Geride bıraktığımız yıllar içinde terlikten çanak-çömlek, tencere-tava, cıncık-boncuk; ayakkabı-terlik satanlar da hayatlarından memnun olurlardı.   Etiketleri istedikleri gibi yükseltirlerdi. Kimimiz ucuz, kimimiz pahalı bir şeyleri alıp annelerimizi hatırlardık. Hoş annelerimiz bir güler yüzden başka bir şey beklemezlerdi. Ama çam sakıısı çoban armağanı misali gönüllerini kazanmaya çalışmaktan güzel ne olabilirdi ki. Ve birkaç cümleyi gözlerinden kalbine akıta akıta söyleyebilmek:

“  Benim için seninle geçirdiğim her gün güzel canım annem. Sen bana en zorlu anlarımda destek oldun, en yakın arkadaş, en yakın baba en yakın kardeş oldun. Her şeyimi sen karşıladın canım anneciğim ve iyi ki benim annemsin. Seni ne kadar sevdiğimi bahsetmeye gerek bile duymuyorum çünkü kelimeler yetersiz kalacaklar biliyorum. Seni her şeyden çok seviyorum!”

Annelerini kaybetmiş olanların içini kaplayan hüzünden söz etmeyeyim.

Biliyorum ki, yer yüzünde milyonlarca anne, anneliğin saltanatını bir gün bile olsun sürdüremeyecek... Sürdürme şansını bulanların da milyonları geride kalan üç yüz altmış dört günün sıradanlığını yaşamaya başlayacaklar.

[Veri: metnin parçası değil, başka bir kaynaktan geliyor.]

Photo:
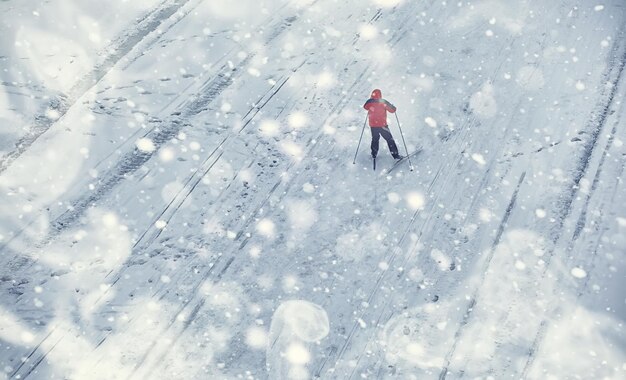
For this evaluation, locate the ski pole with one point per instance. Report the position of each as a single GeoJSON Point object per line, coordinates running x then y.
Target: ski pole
{"type": "Point", "coordinates": [357, 147]}
{"type": "Point", "coordinates": [405, 148]}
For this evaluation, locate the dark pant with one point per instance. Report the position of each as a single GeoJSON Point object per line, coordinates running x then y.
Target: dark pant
{"type": "Point", "coordinates": [383, 131]}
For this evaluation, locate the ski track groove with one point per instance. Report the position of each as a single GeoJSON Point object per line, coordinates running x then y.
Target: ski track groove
{"type": "Point", "coordinates": [124, 44]}
{"type": "Point", "coordinates": [131, 161]}
{"type": "Point", "coordinates": [460, 138]}
{"type": "Point", "coordinates": [475, 296]}
{"type": "Point", "coordinates": [257, 210]}
{"type": "Point", "coordinates": [613, 75]}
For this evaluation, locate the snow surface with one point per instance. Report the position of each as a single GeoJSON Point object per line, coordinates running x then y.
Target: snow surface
{"type": "Point", "coordinates": [178, 199]}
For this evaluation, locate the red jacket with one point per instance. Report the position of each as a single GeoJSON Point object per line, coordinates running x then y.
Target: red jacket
{"type": "Point", "coordinates": [377, 108]}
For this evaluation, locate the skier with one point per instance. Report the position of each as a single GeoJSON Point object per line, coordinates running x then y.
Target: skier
{"type": "Point", "coordinates": [377, 108]}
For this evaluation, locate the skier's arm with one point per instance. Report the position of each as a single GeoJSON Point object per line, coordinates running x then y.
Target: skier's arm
{"type": "Point", "coordinates": [390, 107]}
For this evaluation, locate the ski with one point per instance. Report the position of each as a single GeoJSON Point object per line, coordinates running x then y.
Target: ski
{"type": "Point", "coordinates": [398, 162]}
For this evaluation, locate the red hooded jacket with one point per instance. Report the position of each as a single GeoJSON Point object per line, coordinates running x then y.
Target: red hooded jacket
{"type": "Point", "coordinates": [377, 108]}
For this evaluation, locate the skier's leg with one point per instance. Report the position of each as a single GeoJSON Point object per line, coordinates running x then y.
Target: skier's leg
{"type": "Point", "coordinates": [375, 139]}
{"type": "Point", "coordinates": [393, 148]}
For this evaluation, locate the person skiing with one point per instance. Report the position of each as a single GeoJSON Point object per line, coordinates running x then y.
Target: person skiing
{"type": "Point", "coordinates": [377, 109]}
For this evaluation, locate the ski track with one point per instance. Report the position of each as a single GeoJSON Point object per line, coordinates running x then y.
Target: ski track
{"type": "Point", "coordinates": [614, 76]}
{"type": "Point", "coordinates": [120, 48]}
{"type": "Point", "coordinates": [131, 161]}
{"type": "Point", "coordinates": [160, 134]}
{"type": "Point", "coordinates": [284, 192]}
{"type": "Point", "coordinates": [459, 144]}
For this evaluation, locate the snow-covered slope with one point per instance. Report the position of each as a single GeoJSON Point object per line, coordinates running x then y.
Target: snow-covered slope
{"type": "Point", "coordinates": [183, 204]}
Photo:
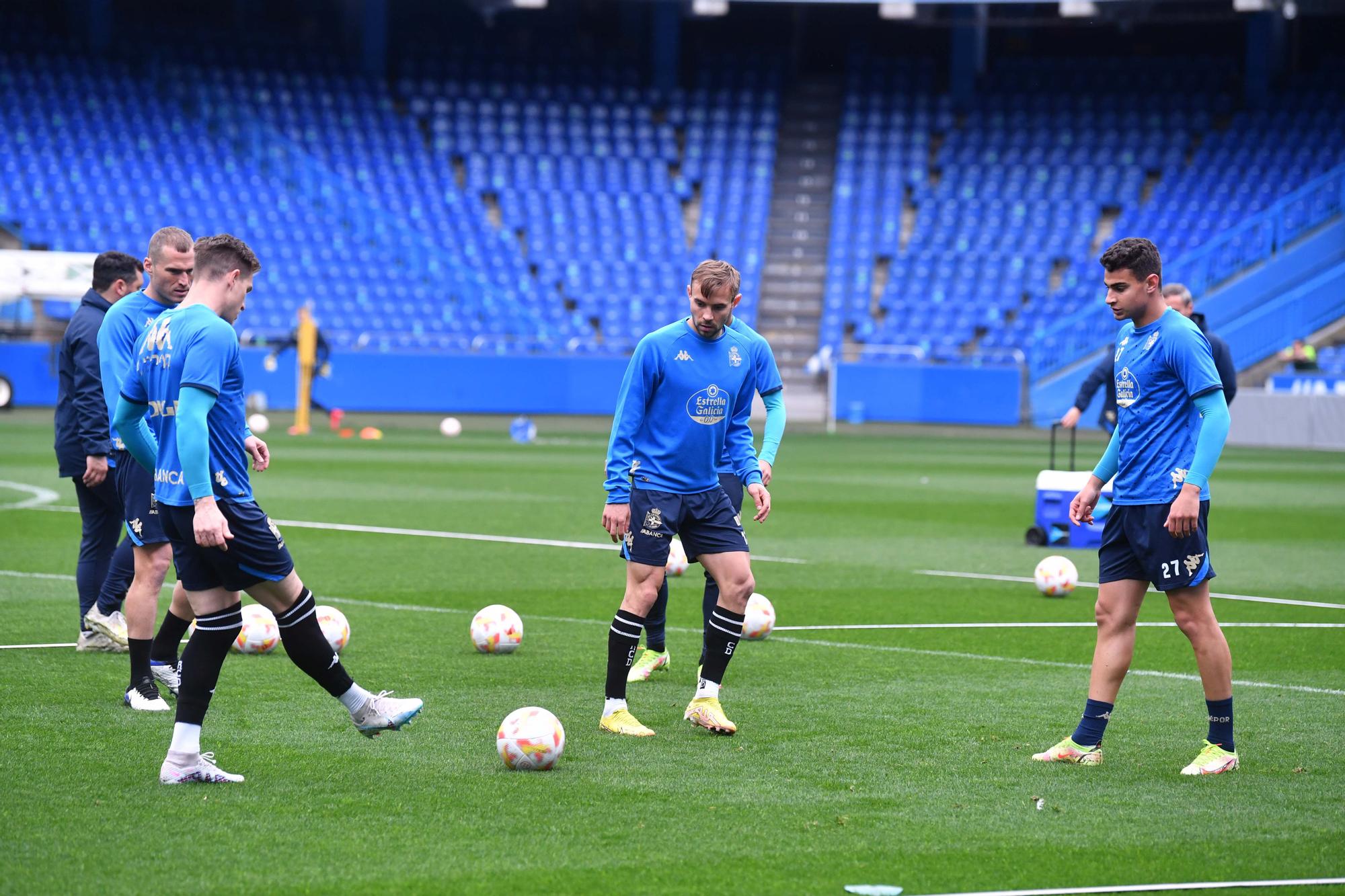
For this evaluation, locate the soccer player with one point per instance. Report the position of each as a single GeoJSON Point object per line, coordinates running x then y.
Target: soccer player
{"type": "Point", "coordinates": [685, 399]}
{"type": "Point", "coordinates": [770, 386]}
{"type": "Point", "coordinates": [169, 266]}
{"type": "Point", "coordinates": [188, 369]}
{"type": "Point", "coordinates": [1169, 434]}
{"type": "Point", "coordinates": [106, 568]}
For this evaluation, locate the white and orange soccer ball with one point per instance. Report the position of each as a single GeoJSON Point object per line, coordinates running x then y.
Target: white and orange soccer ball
{"type": "Point", "coordinates": [759, 618]}
{"type": "Point", "coordinates": [677, 557]}
{"type": "Point", "coordinates": [260, 633]}
{"type": "Point", "coordinates": [531, 739]}
{"type": "Point", "coordinates": [1056, 576]}
{"type": "Point", "coordinates": [497, 630]}
{"type": "Point", "coordinates": [336, 627]}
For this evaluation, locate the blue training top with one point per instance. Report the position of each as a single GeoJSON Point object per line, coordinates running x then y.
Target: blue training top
{"type": "Point", "coordinates": [193, 346]}
{"type": "Point", "coordinates": [1160, 369]}
{"type": "Point", "coordinates": [685, 400]}
{"type": "Point", "coordinates": [767, 376]}
{"type": "Point", "coordinates": [122, 326]}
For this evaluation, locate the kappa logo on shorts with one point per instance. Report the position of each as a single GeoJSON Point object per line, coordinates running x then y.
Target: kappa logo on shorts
{"type": "Point", "coordinates": [275, 530]}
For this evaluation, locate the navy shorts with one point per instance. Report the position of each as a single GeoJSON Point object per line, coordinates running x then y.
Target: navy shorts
{"type": "Point", "coordinates": [256, 553]}
{"type": "Point", "coordinates": [1136, 545]}
{"type": "Point", "coordinates": [705, 521]}
{"type": "Point", "coordinates": [139, 509]}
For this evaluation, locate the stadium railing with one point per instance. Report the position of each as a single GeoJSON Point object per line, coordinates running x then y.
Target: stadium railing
{"type": "Point", "coordinates": [1254, 241]}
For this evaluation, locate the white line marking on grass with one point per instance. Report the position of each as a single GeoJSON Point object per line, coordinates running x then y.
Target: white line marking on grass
{"type": "Point", "coordinates": [389, 530]}
{"type": "Point", "coordinates": [1026, 661]}
{"type": "Point", "coordinates": [1043, 624]}
{"type": "Point", "coordinates": [1093, 584]}
{"type": "Point", "coordinates": [40, 495]}
{"type": "Point", "coordinates": [1149, 888]}
{"type": "Point", "coordinates": [419, 608]}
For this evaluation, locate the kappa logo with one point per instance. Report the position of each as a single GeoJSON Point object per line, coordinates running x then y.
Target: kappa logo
{"type": "Point", "coordinates": [1128, 388]}
{"type": "Point", "coordinates": [158, 338]}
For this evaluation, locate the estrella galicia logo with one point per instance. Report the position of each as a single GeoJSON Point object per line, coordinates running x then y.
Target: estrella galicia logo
{"type": "Point", "coordinates": [1128, 388]}
{"type": "Point", "coordinates": [709, 405]}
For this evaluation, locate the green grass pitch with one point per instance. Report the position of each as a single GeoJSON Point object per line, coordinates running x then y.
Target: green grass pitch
{"type": "Point", "coordinates": [896, 756]}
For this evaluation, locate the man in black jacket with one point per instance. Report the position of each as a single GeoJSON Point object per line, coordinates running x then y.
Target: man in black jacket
{"type": "Point", "coordinates": [1180, 299]}
{"type": "Point", "coordinates": [1101, 376]}
{"type": "Point", "coordinates": [104, 571]}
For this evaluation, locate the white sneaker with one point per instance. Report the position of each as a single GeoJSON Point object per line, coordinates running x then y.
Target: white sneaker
{"type": "Point", "coordinates": [196, 770]}
{"type": "Point", "coordinates": [146, 696]}
{"type": "Point", "coordinates": [114, 624]}
{"type": "Point", "coordinates": [385, 713]}
{"type": "Point", "coordinates": [93, 641]}
{"type": "Point", "coordinates": [167, 676]}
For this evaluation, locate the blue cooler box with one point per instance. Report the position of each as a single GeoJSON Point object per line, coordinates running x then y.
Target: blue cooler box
{"type": "Point", "coordinates": [1055, 490]}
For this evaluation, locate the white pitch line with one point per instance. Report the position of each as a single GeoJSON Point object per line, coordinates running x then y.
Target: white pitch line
{"type": "Point", "coordinates": [393, 530]}
{"type": "Point", "coordinates": [1026, 661]}
{"type": "Point", "coordinates": [1093, 584]}
{"type": "Point", "coordinates": [1149, 888]}
{"type": "Point", "coordinates": [380, 604]}
{"type": "Point", "coordinates": [40, 495]}
{"type": "Point", "coordinates": [1044, 624]}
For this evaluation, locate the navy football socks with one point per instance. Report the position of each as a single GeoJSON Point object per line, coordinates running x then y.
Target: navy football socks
{"type": "Point", "coordinates": [1094, 724]}
{"type": "Point", "coordinates": [1222, 723]}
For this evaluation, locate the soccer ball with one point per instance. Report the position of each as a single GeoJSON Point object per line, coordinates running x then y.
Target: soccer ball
{"type": "Point", "coordinates": [759, 618]}
{"type": "Point", "coordinates": [677, 557]}
{"type": "Point", "coordinates": [336, 627]}
{"type": "Point", "coordinates": [497, 630]}
{"type": "Point", "coordinates": [260, 633]}
{"type": "Point", "coordinates": [531, 739]}
{"type": "Point", "coordinates": [1056, 576]}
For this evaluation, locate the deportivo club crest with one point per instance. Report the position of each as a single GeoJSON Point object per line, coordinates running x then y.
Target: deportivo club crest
{"type": "Point", "coordinates": [1128, 388]}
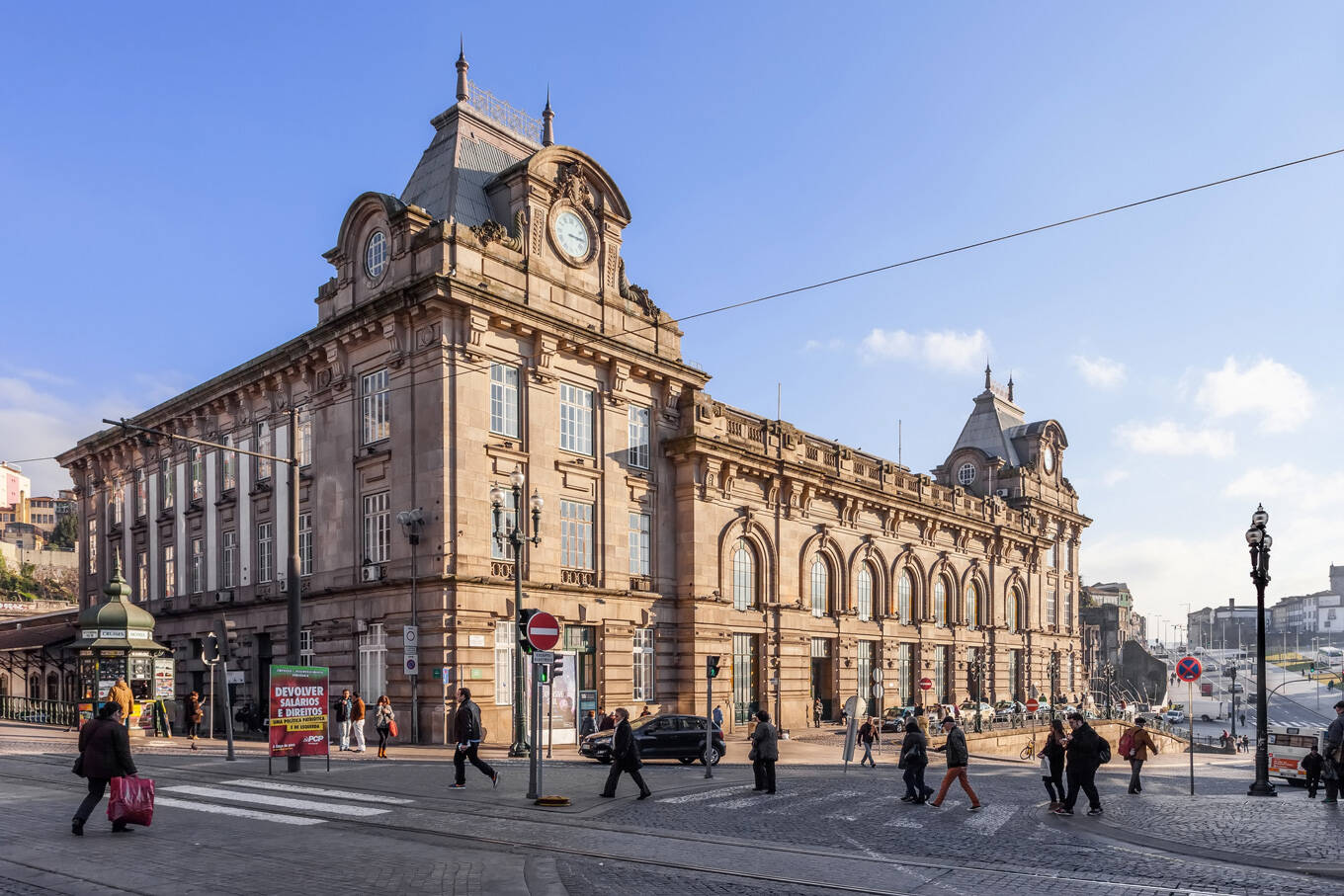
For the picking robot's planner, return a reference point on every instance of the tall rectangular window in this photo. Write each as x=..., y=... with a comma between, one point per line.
x=228, y=560
x=575, y=419
x=228, y=466
x=265, y=445
x=640, y=525
x=378, y=526
x=305, y=544
x=170, y=571
x=198, y=566
x=504, y=648
x=642, y=664
x=165, y=489
x=373, y=388
x=198, y=474
x=638, y=426
x=575, y=534
x=504, y=400
x=265, y=551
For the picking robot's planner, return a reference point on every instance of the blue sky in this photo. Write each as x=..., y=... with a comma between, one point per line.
x=175, y=172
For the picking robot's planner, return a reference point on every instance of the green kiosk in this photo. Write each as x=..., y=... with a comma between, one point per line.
x=116, y=639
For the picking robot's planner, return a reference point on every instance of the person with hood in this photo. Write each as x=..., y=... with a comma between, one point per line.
x=914, y=759
x=765, y=753
x=959, y=757
x=104, y=754
x=1083, y=751
x=626, y=757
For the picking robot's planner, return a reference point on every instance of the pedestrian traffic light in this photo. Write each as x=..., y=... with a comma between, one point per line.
x=523, y=616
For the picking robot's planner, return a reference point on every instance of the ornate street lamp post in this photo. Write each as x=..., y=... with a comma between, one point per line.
x=1260, y=543
x=515, y=536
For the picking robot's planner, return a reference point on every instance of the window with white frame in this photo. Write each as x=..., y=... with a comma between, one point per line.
x=640, y=526
x=575, y=419
x=575, y=534
x=743, y=577
x=642, y=664
x=504, y=417
x=228, y=559
x=373, y=661
x=638, y=426
x=265, y=551
x=170, y=571
x=198, y=566
x=305, y=544
x=504, y=648
x=374, y=394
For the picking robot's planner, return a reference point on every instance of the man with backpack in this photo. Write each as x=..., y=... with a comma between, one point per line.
x=1085, y=751
x=1134, y=746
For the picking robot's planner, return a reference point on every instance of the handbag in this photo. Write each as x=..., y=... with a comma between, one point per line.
x=131, y=801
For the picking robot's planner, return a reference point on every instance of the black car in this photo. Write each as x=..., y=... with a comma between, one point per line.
x=660, y=736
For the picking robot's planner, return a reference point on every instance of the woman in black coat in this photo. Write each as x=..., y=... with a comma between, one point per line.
x=104, y=754
x=626, y=757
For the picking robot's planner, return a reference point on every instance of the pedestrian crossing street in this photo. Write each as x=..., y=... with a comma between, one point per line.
x=275, y=802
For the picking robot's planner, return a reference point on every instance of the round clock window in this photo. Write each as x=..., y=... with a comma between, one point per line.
x=376, y=254
x=571, y=234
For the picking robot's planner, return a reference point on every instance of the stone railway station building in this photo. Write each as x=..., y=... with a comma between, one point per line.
x=482, y=323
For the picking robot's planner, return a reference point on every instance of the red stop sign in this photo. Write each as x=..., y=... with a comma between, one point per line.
x=544, y=630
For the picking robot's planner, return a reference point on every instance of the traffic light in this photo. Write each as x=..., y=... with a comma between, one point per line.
x=523, y=616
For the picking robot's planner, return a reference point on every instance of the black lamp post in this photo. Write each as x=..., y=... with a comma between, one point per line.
x=1260, y=543
x=515, y=536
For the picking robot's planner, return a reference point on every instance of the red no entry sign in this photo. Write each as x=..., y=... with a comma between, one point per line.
x=1190, y=669
x=544, y=630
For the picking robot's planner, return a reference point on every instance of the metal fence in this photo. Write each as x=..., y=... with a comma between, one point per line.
x=42, y=712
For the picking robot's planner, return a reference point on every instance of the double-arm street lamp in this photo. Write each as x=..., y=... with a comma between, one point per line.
x=516, y=537
x=1260, y=543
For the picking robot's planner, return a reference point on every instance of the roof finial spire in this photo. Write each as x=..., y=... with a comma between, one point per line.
x=462, y=70
x=547, y=127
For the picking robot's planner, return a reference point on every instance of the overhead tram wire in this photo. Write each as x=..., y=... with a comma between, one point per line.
x=605, y=337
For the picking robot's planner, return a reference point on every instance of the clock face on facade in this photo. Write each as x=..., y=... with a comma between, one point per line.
x=571, y=234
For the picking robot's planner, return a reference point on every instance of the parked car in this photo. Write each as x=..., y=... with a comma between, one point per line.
x=663, y=736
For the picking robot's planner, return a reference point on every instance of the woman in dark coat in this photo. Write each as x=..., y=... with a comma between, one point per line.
x=626, y=757
x=914, y=759
x=104, y=754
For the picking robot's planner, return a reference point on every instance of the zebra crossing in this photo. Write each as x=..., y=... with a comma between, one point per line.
x=275, y=802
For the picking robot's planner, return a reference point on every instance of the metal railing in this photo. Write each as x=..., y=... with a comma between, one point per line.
x=42, y=712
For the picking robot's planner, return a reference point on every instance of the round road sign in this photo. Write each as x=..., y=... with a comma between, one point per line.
x=1188, y=669
x=544, y=630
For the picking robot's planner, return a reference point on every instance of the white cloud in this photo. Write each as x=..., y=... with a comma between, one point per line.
x=1101, y=372
x=1176, y=441
x=941, y=350
x=1269, y=390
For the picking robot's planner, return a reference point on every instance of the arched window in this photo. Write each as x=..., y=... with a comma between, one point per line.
x=820, y=587
x=743, y=577
x=973, y=605
x=865, y=593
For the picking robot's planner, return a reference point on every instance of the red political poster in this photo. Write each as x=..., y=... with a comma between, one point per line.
x=298, y=711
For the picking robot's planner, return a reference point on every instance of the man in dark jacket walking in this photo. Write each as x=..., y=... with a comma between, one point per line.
x=626, y=757
x=765, y=753
x=104, y=754
x=466, y=732
x=959, y=757
x=1083, y=753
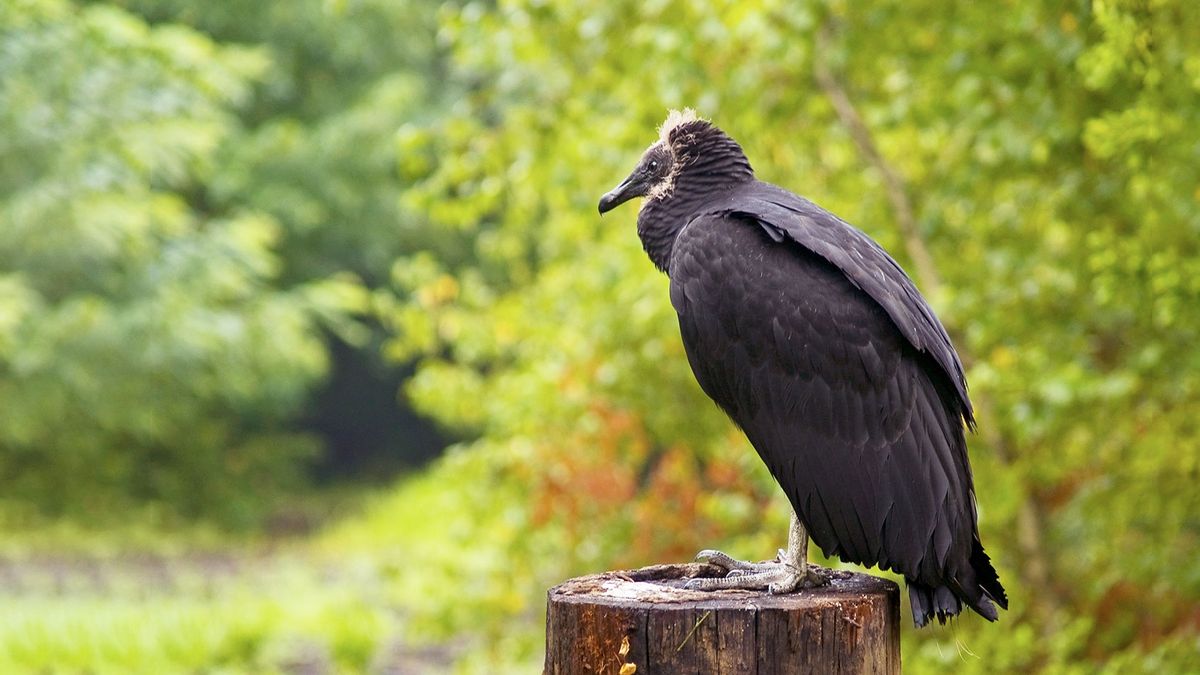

Anne ile babalık duygularını birbirinden koparamazsınız.  Türk insanını bir baba gibi kanatlarının altına alan, onu iç ve dış baskılardan koruyan devlet; ancak “baba” olabilir. Bir baba evladından ne bekleyebilir ki? Sorunun yanıtını Ümit Yaşar veriyor:

Zirve seni bekliyor

Dağın kıymetini bil

Sanma ki yükselmek zor

Çağın kıymetini bil

Üşenme emek için

Mutluyum demek için

Üzümü yemek için

Bağın kıymetini bil

Yokluk göründüğü an

Çabuk yıkılır insan

Azı beğenmiyorsan

Çoğun kıymetini bil

Elin, ayağın, başın

Annenin, arkadaşın

Suyun, toprağın, taşın

Göğün kıymetini bil  

Oğlum benim, bir düşün

Değeri var mı dünün

Yarın çok geç ömrünün

Bugünün kıymetini bil.

Yarın annelik folkloruna küçük bir bakış atacağım.